Forty two-year old Alloush is little known in the West but with the gradual weakening of Syria’s moderate opposition, the Free Syrian Army, his group, the Islamic Front, have emerged as one of the more effective fighting forces on the ground. The Islamic Front are also a key player amongst the rebel groups holding off Syrian government forces trying to recapture the strategic northern city of Aleppo.
The Islamic Front is viewed by moderate opposition figures in Syria as a violent and deeply conservative force. It has called for the establishment of an Islamic Caliphate and is accused of committing war crimes, plundering factories, and kidnapping a prominent human rights activist Razan Zietouneh from near Damascus in December 2013.
Analysts have argued that the Front’s Islamist rhetoric can be discounted as a positioning ploy and that the group is bad news for al-Qaeda in Syria because it will stem the slide toward radicalism there and be able to face down militias on their right.
While the Islamic Front includes many Salafists seeking an Islamic state in Syria, it is not affiliated with al-Qaeda, according to Hassan Hasan, an analyst at the Delma Institute in Abu Dhabi.
Others say that distinguishing the Islamic Front from Al-Qaeda is difficult given the groups’ similar ideologies.
“The difference between his (Aloosh’s) ideology and that of al-Qaida groups is not profound. Rather, it is one of shades of grey,” writes Syria analyst Joshua Landis, in a profile of Alloush. “They both embrace foreign jihadists and encourage them to come Syria to join the fight.
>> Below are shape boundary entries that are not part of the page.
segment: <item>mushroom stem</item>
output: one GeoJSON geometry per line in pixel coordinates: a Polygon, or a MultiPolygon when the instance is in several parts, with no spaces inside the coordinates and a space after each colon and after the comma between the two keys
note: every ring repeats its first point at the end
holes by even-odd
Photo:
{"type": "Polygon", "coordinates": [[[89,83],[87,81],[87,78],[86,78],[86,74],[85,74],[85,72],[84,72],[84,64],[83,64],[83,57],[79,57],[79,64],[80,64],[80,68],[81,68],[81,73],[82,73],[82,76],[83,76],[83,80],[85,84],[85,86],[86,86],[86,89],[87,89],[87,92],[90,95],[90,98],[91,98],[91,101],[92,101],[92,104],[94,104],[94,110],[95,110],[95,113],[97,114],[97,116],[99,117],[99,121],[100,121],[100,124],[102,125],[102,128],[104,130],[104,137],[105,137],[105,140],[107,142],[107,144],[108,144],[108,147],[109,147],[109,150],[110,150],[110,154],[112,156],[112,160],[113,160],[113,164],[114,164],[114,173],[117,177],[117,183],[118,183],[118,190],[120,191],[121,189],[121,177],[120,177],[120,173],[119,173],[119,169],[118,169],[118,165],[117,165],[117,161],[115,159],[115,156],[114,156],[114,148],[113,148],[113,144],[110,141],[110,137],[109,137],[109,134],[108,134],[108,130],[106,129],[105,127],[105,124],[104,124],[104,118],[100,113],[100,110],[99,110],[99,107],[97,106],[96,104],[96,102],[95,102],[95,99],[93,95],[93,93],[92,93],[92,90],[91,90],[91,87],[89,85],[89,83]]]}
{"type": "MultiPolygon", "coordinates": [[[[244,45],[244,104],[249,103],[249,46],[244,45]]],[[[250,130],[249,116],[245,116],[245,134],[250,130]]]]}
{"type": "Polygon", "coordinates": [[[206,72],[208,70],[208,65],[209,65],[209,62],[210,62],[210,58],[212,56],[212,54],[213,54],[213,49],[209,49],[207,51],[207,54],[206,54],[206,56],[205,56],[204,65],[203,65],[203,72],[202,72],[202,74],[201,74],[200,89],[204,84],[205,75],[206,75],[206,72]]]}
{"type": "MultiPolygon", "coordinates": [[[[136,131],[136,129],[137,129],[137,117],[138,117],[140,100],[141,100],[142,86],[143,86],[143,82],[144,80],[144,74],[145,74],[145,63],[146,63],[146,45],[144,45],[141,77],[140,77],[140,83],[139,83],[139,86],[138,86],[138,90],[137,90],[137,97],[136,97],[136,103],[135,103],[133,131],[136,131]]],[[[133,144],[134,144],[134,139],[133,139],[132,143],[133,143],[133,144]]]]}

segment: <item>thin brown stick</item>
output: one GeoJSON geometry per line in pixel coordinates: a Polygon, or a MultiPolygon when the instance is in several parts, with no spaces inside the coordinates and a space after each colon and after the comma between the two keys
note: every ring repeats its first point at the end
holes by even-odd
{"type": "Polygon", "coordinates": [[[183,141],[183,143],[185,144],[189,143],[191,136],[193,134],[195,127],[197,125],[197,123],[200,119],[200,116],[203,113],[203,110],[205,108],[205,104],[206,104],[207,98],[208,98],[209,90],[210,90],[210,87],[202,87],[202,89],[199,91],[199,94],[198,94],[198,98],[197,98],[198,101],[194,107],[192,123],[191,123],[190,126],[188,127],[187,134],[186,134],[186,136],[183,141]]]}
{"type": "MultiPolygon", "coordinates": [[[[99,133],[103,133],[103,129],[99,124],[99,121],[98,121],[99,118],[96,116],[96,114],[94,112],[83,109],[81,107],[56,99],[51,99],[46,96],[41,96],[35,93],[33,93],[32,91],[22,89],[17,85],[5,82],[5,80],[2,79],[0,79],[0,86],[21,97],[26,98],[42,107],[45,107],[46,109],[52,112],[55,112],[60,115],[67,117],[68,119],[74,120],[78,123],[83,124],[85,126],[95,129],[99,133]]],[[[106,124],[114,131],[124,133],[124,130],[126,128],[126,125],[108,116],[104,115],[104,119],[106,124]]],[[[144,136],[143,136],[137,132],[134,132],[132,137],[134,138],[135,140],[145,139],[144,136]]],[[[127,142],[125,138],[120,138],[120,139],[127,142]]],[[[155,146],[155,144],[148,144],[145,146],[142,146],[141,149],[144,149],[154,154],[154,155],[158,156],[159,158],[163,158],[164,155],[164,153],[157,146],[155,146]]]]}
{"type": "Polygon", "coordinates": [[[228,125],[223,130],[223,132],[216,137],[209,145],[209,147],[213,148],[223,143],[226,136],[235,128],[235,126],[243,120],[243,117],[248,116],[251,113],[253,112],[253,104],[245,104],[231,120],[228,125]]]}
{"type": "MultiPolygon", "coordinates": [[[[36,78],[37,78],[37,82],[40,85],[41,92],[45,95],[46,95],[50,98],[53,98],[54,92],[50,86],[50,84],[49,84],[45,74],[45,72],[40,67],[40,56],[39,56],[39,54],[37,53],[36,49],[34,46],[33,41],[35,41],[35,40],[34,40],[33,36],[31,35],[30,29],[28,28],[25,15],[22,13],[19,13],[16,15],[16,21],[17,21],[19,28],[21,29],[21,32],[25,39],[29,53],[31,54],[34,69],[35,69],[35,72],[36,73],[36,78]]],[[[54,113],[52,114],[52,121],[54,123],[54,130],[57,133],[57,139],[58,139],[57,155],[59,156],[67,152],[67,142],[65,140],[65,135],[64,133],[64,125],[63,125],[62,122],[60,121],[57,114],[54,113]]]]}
They both call for the resurrection of an Islamic Empire…. Their political philosophy and blue print for the future is largely based on a similar reading of Islamic history and the Qur’an.”
Groups like the Islamic Front, who emerged in late 2013, present a dilemma for the US as it seeks to maintain military pressure on the Syrian government and unify the groups rallying against it but also tries to prevent weapons from falling into the hands of groups like Jabhat al-Nusra who it deems terrorists.
Earlier this year the Islamic Front drew the ire of US officials after it seized U.S. vehicles and communications gear from warehourses at the Syria-Turkey border.
The seized material had been provided to the U.S.-backed Supreme Military Council (SMC) of moderate Syrian opposition fighters.
The SMC, whose Free Syrian Army is the only opposition armed force the United States backs in Syria, has lost both strength and influence to anti-Assad Islamic groups. Among them is the al-Qaeda-affiliated Islamic State of Iraq and Syria and the al-Nusra Front, both of which have been labeled terrorist groups by Washington.